DeSimone said mass customization with 3D technology should be available within the next few years. "It's not a matter of if, it's a matter of when," he said.
Running-shoe companies, including Brooks, will need to convince consumers the technology is worth the extra cost. An Adidas Ultraboost shoe made with more traditional foam retails around $190, but the company's 3D technology starts at around $200.
"3D shoes have been pretty limited so far in terms of sales," said Matt Powell, senior industry analyst for the NPD Group. "I think we'll see more 3D shoes in the future as an on-the-fly experiment."
Brooks races to be first to perfect the tech
While most running-shoe companies are working on 3D technology, Brooks executives think they can perfect the technology first.
"We are obsessed with the runner and the run," Caprara said, citing the company's R&D investments (the instrumental treadmill I used was one of the first), development of technology like the online gait-analysis, and the focus on more than just the foot and ankle.

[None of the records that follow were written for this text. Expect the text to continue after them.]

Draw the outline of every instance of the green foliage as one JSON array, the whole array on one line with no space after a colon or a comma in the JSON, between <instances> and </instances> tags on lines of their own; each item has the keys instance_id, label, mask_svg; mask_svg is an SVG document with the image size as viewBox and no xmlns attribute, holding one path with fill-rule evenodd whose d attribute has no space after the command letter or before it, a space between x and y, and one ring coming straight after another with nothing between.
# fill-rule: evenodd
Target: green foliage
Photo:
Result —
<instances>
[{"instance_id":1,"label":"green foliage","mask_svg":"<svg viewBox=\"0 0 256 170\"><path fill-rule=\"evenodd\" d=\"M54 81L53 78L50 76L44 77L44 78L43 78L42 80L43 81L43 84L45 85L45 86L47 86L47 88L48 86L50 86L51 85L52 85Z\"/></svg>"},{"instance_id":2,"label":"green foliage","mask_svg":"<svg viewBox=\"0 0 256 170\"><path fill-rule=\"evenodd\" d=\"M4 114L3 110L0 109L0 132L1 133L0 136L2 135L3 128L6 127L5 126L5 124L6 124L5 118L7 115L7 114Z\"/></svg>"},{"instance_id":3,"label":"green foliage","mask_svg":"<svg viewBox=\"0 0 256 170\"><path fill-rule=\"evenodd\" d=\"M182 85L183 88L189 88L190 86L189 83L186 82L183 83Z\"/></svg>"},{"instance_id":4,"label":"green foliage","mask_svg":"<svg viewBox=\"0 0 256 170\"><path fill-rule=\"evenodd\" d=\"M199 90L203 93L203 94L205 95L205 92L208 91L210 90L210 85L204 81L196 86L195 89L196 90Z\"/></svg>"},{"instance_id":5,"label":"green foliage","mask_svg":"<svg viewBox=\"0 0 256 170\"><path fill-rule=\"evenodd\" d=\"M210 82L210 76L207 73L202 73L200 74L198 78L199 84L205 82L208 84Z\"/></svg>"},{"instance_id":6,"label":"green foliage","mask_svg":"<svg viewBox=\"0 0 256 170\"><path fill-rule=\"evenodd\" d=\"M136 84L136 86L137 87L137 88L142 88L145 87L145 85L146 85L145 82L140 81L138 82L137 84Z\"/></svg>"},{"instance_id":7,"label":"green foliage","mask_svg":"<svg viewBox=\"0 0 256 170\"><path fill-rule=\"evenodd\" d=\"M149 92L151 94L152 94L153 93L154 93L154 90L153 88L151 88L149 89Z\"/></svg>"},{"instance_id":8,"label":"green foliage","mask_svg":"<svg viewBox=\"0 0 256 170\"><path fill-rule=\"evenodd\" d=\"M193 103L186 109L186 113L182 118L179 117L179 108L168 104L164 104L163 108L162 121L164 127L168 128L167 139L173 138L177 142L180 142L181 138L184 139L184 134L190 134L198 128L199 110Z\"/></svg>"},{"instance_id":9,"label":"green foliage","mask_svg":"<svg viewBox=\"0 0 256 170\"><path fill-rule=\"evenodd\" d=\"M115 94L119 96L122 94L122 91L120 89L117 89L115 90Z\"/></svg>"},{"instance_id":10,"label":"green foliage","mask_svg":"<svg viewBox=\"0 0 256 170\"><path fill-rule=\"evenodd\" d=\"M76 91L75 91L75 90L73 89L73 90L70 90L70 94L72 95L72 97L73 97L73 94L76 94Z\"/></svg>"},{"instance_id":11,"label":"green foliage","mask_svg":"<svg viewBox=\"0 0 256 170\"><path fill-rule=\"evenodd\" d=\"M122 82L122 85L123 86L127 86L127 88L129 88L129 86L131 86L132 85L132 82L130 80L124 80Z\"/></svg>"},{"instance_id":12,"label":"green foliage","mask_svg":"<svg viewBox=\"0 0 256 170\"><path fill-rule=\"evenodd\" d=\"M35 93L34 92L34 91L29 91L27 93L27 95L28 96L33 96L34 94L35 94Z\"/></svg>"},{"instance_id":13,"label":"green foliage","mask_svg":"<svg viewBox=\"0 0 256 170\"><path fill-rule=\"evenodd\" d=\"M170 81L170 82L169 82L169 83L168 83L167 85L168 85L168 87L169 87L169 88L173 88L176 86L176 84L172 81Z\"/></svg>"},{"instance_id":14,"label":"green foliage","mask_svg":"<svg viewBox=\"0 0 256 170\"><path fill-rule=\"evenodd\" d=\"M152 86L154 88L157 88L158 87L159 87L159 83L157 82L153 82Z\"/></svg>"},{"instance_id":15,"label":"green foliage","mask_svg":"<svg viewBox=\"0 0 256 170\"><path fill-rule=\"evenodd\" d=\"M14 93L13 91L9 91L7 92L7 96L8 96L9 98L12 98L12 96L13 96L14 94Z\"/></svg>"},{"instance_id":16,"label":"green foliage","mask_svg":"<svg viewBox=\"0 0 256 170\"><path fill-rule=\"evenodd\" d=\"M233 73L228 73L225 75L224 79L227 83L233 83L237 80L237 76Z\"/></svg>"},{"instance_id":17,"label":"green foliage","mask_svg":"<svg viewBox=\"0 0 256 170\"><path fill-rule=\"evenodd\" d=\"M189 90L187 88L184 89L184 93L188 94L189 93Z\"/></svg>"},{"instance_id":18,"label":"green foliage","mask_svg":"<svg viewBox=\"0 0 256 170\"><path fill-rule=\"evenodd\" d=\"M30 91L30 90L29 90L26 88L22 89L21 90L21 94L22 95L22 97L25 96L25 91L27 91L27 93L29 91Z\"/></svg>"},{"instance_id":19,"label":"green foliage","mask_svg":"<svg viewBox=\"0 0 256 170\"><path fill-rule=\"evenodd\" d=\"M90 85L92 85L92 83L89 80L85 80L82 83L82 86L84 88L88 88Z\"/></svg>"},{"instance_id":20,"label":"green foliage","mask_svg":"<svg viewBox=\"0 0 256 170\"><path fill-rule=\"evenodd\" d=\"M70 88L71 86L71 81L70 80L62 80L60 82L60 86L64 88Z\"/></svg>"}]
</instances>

Brooks also has provided more than 10,000 pairs of shoes to test runners and collected detailed surveys from more than 38,000 runners in the past five years.
"We have dreamed about the opportunity to put Run Signature to work for runners in a big way," Caprara said. "This technology is the unlock we need to make that happen."
The new 3D shoe, which features a sock-like upper and a sole that looks like a series of spiderwebs, will be released next year. Insider got the first look at the still-unnamed shoe. It's expected to cost a premium, although the company hasn't revealed pricing.
The shoe will eventually be "your" shoe, but not at first. Caprara said the early versions will be somewhat "rudimentary," but as Brooks gathers more data and the technology improves, the options will grow from "three to 300 to 3,000 to 3 million."
Caprara said the shoe will be the start of a 10- to 15-year journey of fine-tuning the technology.
In order to do that, Brooks will continue to gather data on the Run Signature of Brooks customers, both through wearables and through visits with sports doctors and retail partners.
The shoe, he said, "is the Trojan horse that gets us through the door."